Peggio di così proprio non poteva andare. La Roma si presentava alla sfida in Bielorussia contro il modesto ed operaio Bate Borisov con una cinquina rifilata al Carpi di Castori (costata tra le altre cose l'esonero al mister degli emiliani) e con i propositi di escludere definitivamente i bielorussi dalla corsa ad un inaspettato secondo posto e giocarsi, ad armi pari, partendo col muso davanti, la corsa per gli ottavi di finale con il Bayer Leverkusen. Invece, la trasferta europea riporta la Roma con i piedi per terra ed adesso servirà un'impresa per rialzare il discorso qualificazione nella doppia sfida con gli uomini di Schmidt (che ieri hanno quasi espugnato il Camp Nou). 

Tutto parte dalle scelte di Garcia, che inizialmente poteva pensare di rispettare maggiormente gli avversari e schierare, in maniera molto più prudente, Torosidis o Maicon come terzini sulla destra in luogo di Florenzi, utile sulla trequarti al posto di un Iturbe irriconoscibile e spaesato (ma non era il solo). La Roma era anche partita discretamente, attaccando il pressing avversario e scuotendosi con il solo Gervinho. L'ivoriano tanto criticato è l'unico che ci ha messo il cuore, al netto di una tecnica non propriamente esaltante. Di contro, sia l'ex Verona che Salah sono scomparsi, giocando a nascondino per gran parte della prima frazione e creando più scompiglio nella testa dei compagni che tra le maglie avversarie. 
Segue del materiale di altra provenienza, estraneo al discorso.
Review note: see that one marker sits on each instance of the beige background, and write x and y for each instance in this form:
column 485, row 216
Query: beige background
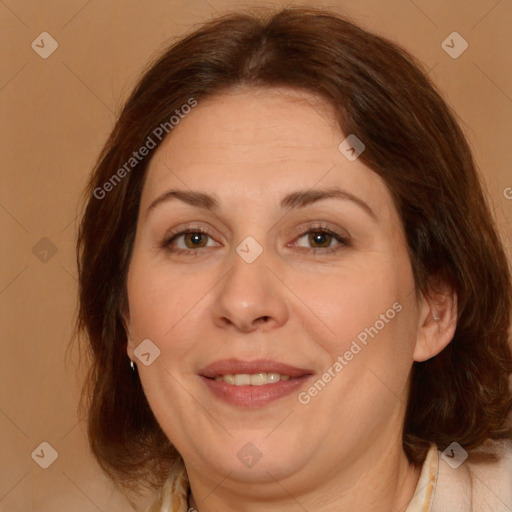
column 56, row 114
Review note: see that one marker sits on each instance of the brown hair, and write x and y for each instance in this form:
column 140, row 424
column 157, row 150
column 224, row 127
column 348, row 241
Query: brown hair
column 412, row 141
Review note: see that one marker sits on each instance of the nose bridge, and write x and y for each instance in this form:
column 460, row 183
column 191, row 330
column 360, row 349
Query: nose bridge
column 249, row 294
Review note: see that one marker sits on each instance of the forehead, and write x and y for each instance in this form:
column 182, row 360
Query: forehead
column 258, row 141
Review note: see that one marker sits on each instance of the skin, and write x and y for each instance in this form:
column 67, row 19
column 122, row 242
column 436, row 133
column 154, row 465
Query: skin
column 342, row 451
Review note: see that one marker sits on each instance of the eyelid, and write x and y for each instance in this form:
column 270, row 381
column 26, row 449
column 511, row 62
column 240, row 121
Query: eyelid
column 341, row 236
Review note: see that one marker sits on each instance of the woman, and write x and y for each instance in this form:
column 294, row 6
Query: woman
column 291, row 284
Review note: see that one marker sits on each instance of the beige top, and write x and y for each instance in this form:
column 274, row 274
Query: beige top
column 482, row 483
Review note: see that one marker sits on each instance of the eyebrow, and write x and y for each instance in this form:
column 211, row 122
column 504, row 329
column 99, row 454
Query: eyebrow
column 295, row 200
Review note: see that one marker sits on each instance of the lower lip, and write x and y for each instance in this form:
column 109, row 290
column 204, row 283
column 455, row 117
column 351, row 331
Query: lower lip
column 253, row 396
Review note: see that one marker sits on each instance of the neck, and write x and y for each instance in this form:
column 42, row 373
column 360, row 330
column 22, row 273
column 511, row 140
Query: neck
column 384, row 481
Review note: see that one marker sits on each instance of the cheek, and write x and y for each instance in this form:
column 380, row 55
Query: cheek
column 160, row 299
column 362, row 304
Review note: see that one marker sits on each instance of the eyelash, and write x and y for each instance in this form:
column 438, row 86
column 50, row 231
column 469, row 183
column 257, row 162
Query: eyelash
column 344, row 241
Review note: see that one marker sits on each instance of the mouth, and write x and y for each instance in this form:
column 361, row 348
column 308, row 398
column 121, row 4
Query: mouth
column 252, row 384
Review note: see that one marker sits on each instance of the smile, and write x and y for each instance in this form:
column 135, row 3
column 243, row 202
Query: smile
column 255, row 379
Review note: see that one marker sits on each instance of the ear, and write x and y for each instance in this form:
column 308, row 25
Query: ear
column 437, row 320
column 130, row 346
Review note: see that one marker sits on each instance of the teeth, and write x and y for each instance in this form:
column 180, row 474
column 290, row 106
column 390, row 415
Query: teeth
column 256, row 379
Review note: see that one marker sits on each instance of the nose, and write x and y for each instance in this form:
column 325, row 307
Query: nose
column 250, row 297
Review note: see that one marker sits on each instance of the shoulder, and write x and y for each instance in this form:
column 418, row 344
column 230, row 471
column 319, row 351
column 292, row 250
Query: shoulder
column 482, row 482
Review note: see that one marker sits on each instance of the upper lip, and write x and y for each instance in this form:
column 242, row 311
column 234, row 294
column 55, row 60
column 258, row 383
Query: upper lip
column 237, row 366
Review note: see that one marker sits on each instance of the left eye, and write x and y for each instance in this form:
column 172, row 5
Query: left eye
column 321, row 239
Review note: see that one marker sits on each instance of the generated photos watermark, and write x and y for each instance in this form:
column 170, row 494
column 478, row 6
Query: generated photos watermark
column 158, row 133
column 357, row 345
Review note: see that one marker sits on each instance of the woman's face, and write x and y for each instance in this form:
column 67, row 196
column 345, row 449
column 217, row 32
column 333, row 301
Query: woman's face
column 294, row 275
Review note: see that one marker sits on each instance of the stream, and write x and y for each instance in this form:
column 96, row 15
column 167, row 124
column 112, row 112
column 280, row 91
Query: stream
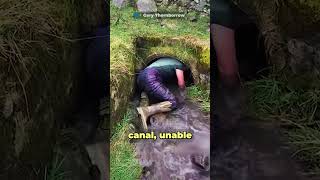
column 164, row 159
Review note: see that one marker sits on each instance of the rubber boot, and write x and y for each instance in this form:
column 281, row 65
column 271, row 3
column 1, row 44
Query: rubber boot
column 147, row 111
column 229, row 106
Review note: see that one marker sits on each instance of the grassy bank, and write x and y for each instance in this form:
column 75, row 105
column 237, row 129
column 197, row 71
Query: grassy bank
column 294, row 103
column 200, row 95
column 180, row 38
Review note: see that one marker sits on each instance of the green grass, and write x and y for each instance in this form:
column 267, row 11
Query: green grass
column 296, row 109
column 123, row 163
column 201, row 95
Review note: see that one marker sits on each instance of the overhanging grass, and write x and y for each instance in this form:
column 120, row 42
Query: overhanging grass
column 125, row 28
column 123, row 163
column 201, row 95
column 297, row 111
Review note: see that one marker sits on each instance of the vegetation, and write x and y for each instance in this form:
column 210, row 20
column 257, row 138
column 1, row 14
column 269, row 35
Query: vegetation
column 125, row 28
column 123, row 163
column 295, row 105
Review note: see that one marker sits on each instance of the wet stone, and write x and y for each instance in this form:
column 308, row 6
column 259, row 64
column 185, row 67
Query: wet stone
column 180, row 159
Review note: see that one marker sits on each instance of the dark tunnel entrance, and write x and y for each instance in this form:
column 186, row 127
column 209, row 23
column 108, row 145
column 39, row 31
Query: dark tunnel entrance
column 251, row 52
column 189, row 79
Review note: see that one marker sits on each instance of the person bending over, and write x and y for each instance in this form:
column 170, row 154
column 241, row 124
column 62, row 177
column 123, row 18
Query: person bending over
column 153, row 80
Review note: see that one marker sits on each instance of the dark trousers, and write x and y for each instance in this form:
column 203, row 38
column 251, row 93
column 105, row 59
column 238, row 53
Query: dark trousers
column 152, row 84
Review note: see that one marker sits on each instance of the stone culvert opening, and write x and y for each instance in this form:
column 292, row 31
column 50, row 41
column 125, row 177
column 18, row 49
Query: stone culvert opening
column 150, row 49
column 251, row 52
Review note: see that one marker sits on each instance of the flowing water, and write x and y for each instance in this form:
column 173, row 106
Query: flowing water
column 164, row 159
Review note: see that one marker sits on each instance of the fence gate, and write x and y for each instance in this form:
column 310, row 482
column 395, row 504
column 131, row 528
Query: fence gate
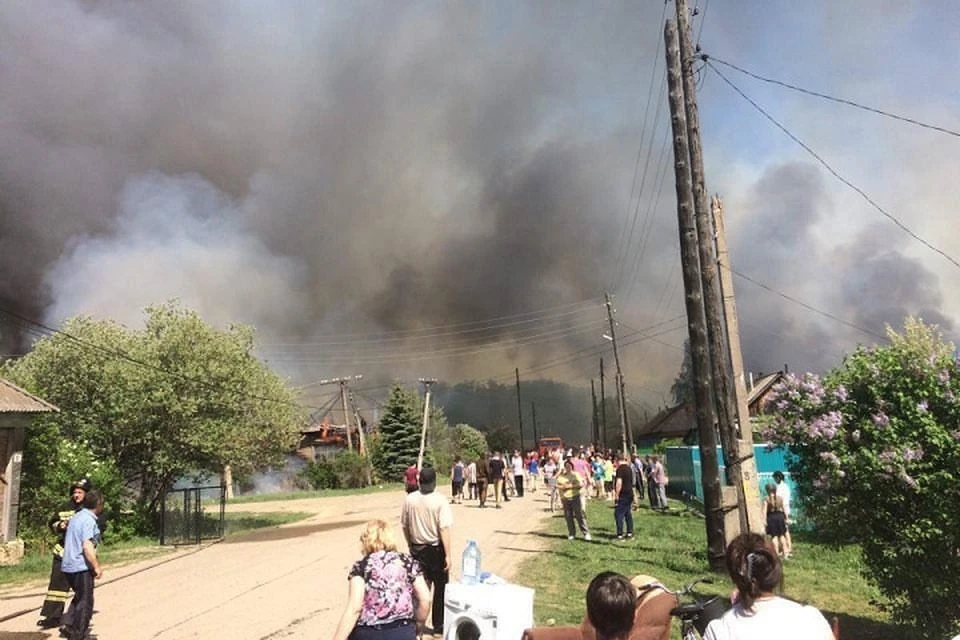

I venti minuti che vanno a cavallo tra il decimo ed il trentesimo hanno successivamente messo a nudo tutte le difficoltà strutturali della Roma, con Iturbe che difficilmente è scalato in copertura sulla corsia di competenza in fase difensiva e ha costretto Florenzi a giocare costantemente in inferiorità numerica contro Mladenovic e chi di turno stazioni sulla trequarti offensiva del Bate. I tre gol dei bielorussi sono infatti arrivati tutti da quella zona di campo, confermando la scarsa bontà della scelta iniziale dell'allenatore transalpino. I giallorossi hanno vissuto un primo tempo in balia delle folate sulla corsia mancina degli avversari e, complice uno Szczesny non propriamente perfetto ed una difesa che pecca in profondità in gare così ravvicinate, la frittata è stata presto fatta.

I cambi di Garcia sono serviti a scuotere, dopo l'intervallo, la sua squadra, che ha reagito con orgoglio (da stabilire se frutto però dei cambi o della voglia di ovviare alla figuraccia personalmente). Vainqueur ed Iturbe sono stati sacrificati per un più sveglio e pronto Iago Falque ed un Torosidis che ha fornito, oltre al gol dell'illusione del pari, anche molto più equilibrio in fase difensiva. La stanchezza fisica e mentale dei padroni di casa ha influito e non poco sulla incisività della squadra ospite, che si è sbloccata con Gervinho ed è andata infine vicinissima al colpaccio con Florenzi. 

La Roma, però, è caduta ancora, per la seconda volta in una settimana dopo Marassi, denotando i soliti problemi di struttura di una rosa che, soprattutto difensivamente, è latente e non poco (Castan sempre in panchina, Rudiger a casa), oltre alla solita scarsa propensione del proprio allenatore a saper scegliere in maniera oculata le pedine giuste, al posto giusto, nel momento giusto. Nel frattempo, i malumori della piazza diventano sempre più insistenti e dopo i quattro punti rimediati nelle ultime quattro gare (cinque con il pari contro il Barca) l'ombra di una clamorosa ipotesi di sostituzione sembra prendere sempre più corpo: Palermo potrebbe già risultare fatale all'allenatore transalpino, che stavolta dovrà fare i conti con i propri demoni.